I lavoratori della INALCA continuano ad essere costretti a sobbarcarsi il prezzo della crisi, infatti è di oggi la firma di un periodo di cassa integrazione per 13 settimane, a partire dal 1 gennaio 2011, dovuto alla mancanza di commesse.
Sono anni che la fabbrica di Rieti vive una situazione a rischio, e nel corso degli anni sono andati persi centinaia di posti di lavoro, e mentre con caparbietà la carne in scatola "montana" continua ad essere prodotta e venduta, come se nulla fosse cambiato dal dopoguerra ad oggi, appare sempre più evidente che senza un approccio organico alla questione agro alimentare, di cui la Inalca è un pezzo importante, non si va da nessuna parte.
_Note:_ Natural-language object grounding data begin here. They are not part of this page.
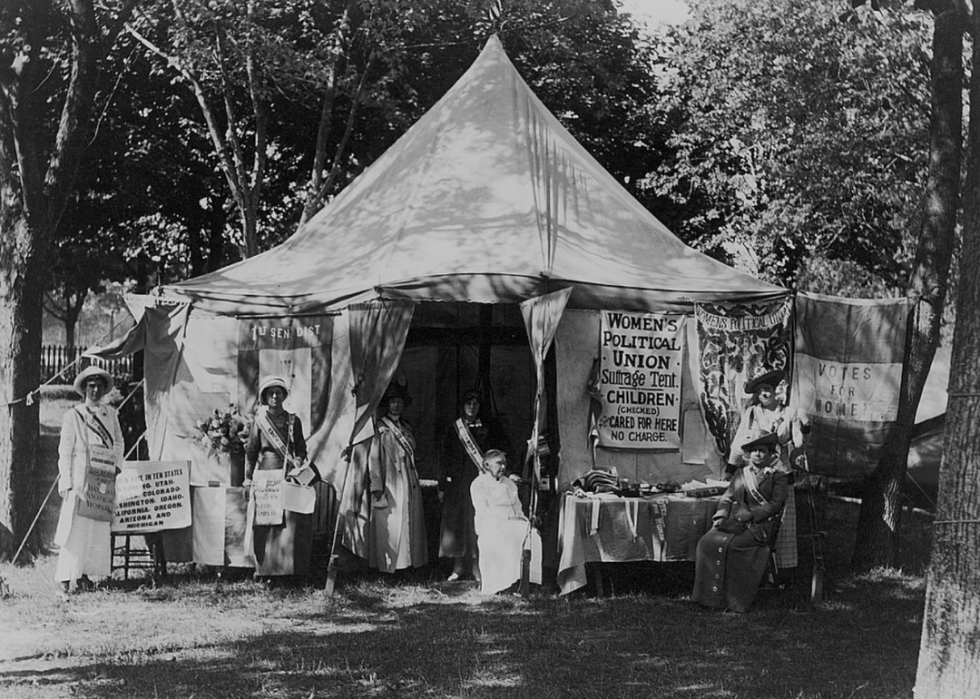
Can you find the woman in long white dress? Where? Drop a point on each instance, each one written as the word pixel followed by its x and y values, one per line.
pixel 502 529
pixel 397 525
pixel 90 432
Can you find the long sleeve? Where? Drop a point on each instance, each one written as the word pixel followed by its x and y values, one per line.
pixel 299 441
pixel 780 490
pixel 375 464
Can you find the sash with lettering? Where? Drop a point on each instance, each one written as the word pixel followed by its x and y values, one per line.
pixel 97 496
pixel 466 437
pixel 269 510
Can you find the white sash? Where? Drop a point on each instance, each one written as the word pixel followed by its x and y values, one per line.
pixel 96 494
pixel 272 434
pixel 400 436
pixel 466 437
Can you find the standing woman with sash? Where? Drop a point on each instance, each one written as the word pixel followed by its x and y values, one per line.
pixel 732 556
pixel 461 460
pixel 766 412
pixel 89 431
pixel 397 524
pixel 276 448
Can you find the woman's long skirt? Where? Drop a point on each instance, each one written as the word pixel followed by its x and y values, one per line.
pixel 729 569
pixel 283 549
pixel 84 545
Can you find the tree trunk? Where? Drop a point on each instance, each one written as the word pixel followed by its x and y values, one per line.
pixel 949 655
pixel 20 362
pixel 880 517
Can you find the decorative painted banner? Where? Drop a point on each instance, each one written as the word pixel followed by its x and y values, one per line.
pixel 152 496
pixel 639 380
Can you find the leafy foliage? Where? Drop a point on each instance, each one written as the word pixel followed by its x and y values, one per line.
pixel 800 136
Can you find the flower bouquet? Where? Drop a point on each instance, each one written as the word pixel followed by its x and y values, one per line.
pixel 225 431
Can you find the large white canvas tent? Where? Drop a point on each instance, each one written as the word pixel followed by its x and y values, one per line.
pixel 487 199
pixel 416 269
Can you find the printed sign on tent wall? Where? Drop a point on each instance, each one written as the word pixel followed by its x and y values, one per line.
pixel 639 380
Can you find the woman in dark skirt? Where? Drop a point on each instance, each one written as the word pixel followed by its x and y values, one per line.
pixel 463 447
pixel 276 442
pixel 732 556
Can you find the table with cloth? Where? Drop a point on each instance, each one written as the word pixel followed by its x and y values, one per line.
pixel 601 528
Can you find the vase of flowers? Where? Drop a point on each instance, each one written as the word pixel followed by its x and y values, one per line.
pixel 223 436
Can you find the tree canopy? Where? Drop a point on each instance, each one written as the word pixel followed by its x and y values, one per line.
pixel 800 140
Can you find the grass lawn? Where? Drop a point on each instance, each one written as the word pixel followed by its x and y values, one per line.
pixel 196 635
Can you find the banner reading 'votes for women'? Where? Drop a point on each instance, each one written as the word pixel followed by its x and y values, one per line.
pixel 639 380
pixel 849 356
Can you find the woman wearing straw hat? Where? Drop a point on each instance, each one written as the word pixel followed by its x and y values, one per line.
pixel 91 438
pixel 276 448
pixel 397 524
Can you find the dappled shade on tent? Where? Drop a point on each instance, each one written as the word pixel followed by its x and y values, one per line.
pixel 486 199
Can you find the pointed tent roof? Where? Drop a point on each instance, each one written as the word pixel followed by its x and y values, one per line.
pixel 486 199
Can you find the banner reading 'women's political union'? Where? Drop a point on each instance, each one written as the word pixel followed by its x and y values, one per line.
pixel 639 380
Non sappiamo se, ad esempio Confindustria, di cui l’inalca è associata si ponga la domanda, se le istituzioni, le forze sociali, le forze politiche del territorio, i deputati ed i senatori che qui sono stati eletti e mandati al parlamento si pongono la domanda, certo è che l’avvio un processo di sistema che metta insieme tutte le forze vive della società, che riassegni al territorio e alle sue istituzioni un ruolo di pivot nei processi economici e sociali è LA CONDIZIONE ESSENZIALE per il rilancio del settore agroalimentare reatino.
Ad esempio dove è finito il progetto che pure poco tempo fa sembrava essere la contropartita alla ristrutturazione Inalca, cioè la costituzione di un polo di eccellenza per la produzione e commercializzazione delle carni?
– Se qui a Rieti c’è uno stabilimento di proprietà di una grande multinazionale, oltre che fabbricare scatolette di carne, può svolgere anche qualche altro ruolo ed entrare in sinergia con altri soggetti concorrendo ad un nuovo progetto di sviluppo?
– Che ruolo può svolgere il mattatoio comunale di Rieti?
– Quegli imprenditori che pure vantano successo nella produzione e commercializzazione di marchi DOP nella filiera delle carni possono o no entrare in un sistema di sinergia tra forze produttive?
– E ancora, la problematica dell’impatto ambientale del proliferare delle popolazioni di cinghiali, che per alcune zone sta addirittura diventando un flagello, può entrare a far parte di un processo controllato di filiera della trasformazione delle carni, magari da affiancare agli altri marchi Dop a cominciare ad esempio da quello di Amatrice?
– E più in generale la tematica della sicurezza alimentare, dello sviluppo delle filiere controllate, dello sviluppo delle eccellenze agroalimentari sono o no temi che chiedono iniziative alla forze politiche e sociali?
O dobbiamo continuare a firmare accordi per ammortizzare gli effetti della “crisi”.
Ai lavoratori dipendenti della agroindustria e non solo, la collettività ha chiesto molto, quel molto è già diventato troppo, c’è qualcuno che vuole iniziare a cambiare? Si faccia avanti la Cgil è già in prima linea.